Open luciaximena opened 5 months ago
Hi Ximena and everyone,
I am having the same problem, would you mind sharing what you did to solve this? Thanks!
For additional information, I installed RepeatModeler 2.0.5 according to the instructions on the website, with dependencies TRF 4.09, RECON, RepeatScout 1.0.6, RepeatMasker 4.1.6. I also saw this previous issue #59 with the same error message, but I am not in any conda environment. Also, the configuration of RepeatModeler and RepeatMasker were successful. I also made sure the command for TRF and RepeatScout could be evoked. I also tried running the command locate File/Which.pm
and it is already inside on of the paths in @INC
.
Best, Rifa
@luciaximena, I would not recommend using conda. We do not manage those installation recipes and judging by the numerous problems reported, I suspect they are broken.
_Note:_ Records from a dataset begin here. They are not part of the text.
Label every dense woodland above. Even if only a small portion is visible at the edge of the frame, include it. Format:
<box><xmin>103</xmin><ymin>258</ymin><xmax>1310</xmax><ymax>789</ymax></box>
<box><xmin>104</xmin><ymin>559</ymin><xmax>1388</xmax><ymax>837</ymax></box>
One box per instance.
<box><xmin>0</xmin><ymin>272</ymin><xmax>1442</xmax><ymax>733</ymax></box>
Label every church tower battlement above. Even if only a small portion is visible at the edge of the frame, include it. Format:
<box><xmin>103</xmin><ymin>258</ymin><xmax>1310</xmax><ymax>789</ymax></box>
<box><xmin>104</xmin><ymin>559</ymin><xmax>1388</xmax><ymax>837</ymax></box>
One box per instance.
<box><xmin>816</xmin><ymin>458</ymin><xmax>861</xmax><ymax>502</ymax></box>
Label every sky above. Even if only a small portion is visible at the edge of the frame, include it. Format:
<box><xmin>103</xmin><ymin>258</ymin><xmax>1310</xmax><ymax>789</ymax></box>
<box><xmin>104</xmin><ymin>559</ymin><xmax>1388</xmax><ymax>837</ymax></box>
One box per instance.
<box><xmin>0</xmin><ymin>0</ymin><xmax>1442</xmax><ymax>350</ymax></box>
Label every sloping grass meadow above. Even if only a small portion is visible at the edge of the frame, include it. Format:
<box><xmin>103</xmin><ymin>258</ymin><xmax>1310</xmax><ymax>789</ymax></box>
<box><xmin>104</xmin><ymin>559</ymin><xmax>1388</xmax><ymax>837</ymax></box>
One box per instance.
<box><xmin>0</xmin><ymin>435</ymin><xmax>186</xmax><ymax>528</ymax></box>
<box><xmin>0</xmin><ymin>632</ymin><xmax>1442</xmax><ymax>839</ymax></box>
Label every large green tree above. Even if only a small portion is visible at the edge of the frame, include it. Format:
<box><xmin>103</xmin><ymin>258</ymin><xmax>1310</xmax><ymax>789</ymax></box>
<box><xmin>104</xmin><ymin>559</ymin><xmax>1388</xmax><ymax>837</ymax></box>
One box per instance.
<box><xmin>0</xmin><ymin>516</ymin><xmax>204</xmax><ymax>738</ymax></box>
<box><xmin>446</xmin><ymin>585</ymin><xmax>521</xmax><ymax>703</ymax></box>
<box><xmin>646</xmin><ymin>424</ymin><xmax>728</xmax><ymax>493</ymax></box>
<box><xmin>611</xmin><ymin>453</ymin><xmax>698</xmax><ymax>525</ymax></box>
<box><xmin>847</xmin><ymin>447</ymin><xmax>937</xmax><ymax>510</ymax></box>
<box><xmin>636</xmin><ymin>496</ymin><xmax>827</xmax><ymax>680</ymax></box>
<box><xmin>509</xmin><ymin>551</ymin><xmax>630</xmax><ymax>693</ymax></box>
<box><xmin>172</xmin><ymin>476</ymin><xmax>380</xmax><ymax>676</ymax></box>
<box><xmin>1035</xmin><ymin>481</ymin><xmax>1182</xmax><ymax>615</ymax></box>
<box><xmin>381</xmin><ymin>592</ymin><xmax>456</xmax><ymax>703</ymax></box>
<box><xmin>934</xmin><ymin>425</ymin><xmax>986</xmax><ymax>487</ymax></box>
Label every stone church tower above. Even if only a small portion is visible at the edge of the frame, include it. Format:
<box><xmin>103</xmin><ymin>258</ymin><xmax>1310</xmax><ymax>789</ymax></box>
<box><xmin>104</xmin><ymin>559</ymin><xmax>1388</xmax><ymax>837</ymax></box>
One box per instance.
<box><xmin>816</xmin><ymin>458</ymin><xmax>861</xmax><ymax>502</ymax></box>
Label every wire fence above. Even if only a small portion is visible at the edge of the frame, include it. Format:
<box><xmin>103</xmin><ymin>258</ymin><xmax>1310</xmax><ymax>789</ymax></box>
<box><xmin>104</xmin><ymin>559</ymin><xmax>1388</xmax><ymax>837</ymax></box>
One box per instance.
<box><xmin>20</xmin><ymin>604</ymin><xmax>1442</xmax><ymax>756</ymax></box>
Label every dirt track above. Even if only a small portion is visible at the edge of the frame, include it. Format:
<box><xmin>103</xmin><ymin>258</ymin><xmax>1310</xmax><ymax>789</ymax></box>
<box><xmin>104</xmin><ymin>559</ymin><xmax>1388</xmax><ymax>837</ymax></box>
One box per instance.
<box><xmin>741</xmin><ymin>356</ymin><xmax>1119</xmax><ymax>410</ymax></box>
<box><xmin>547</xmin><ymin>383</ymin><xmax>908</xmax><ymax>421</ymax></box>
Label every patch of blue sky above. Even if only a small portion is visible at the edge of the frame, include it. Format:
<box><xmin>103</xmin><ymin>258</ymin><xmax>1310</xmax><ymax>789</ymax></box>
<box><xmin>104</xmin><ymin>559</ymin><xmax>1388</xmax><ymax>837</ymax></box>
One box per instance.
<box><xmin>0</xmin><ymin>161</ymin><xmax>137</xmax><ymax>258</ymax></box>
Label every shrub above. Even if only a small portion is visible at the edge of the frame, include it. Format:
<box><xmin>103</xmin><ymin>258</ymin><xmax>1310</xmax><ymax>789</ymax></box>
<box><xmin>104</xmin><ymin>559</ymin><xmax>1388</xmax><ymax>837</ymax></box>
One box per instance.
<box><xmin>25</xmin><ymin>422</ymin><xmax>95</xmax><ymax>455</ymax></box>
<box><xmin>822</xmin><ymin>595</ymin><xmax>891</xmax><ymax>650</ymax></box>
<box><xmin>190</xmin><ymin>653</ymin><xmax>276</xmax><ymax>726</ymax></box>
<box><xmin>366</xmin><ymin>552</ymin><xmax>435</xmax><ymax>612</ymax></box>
You can install the tools using the instructions provided on our website, or use the docker/singularity containers (TETools : https://github.com/Dfam-consortium/TETools ) for a complete working installation.
@athenasyarifa, your issue is different. Could you try running the RepeatScout perl script by hand...e.g.:
echo ">foo\nCACACACACACACACACACACACACACACACACACACACACACACACACACACACACACACACACCACAC\n>bar\nACGTGCAGCTACGGCAGCATCGTATTGATGCTAGTGCAGTACGTGTAGTGTGTACGAGAGCGATGTCGA\n" | /usr/local/RepeatScout/filter-stage-1.prl
Should generate:
Tandem Repeats Finder, Version 4.09
Copyright (C) Dr. Gary Benson 1999-2012. All rights reserved.
Loading sequence...
Allocating Memory...
Initializing data structures...
Computing TR Model Statistics...
Scanning...
Freeing Memory...
Resolving output...
Done.deleting >foo: 1 / 1
Tandem Repeats Finder, Version 4.09
Copyright (C) Dr. Gary Benson 1999-2012. All rights reserved.
Loading sequence...
Allocating Memory...
Initializing data structures...
Computing TR Model Statistics...
Scanning...
Freeing Memory...
Resolving output...
Done.>bar (RR=2. TRF=0.000 DUST=0.000)
ACGTGCAGCTACGGCAGCATCGTATTGATGCTAGTGCAGTACGTGTAGTGTGTACGAGAGCGATGTCGA
1 deleted. 3 saved. 1 skipped for length.
Hi @rmhubley
Thank you for getting back to me promptly. I tried running your script:
echo ">foo\nCACACACACACACACACACACACACACACACACACACACACACACACACACACACACACACACACCACAC\n>bar\nACGTGCAGCTACGGCAGCATCGTATTGATGCTAGTGCAGTACGTGTAGTGTGTACGAGAGCGATGTCGA\n" | ./filter-stage-1.prl
and it outputs:
Tandem Repeats Finder, Version 4.09
Copyright (C) Dr. Gary Benson 1999-2012. All rights reserved.
Loading sequence...
Error: Error while loading sequenceNo such file or directory at ./filter-stage-1.prl line 113, <> line 1.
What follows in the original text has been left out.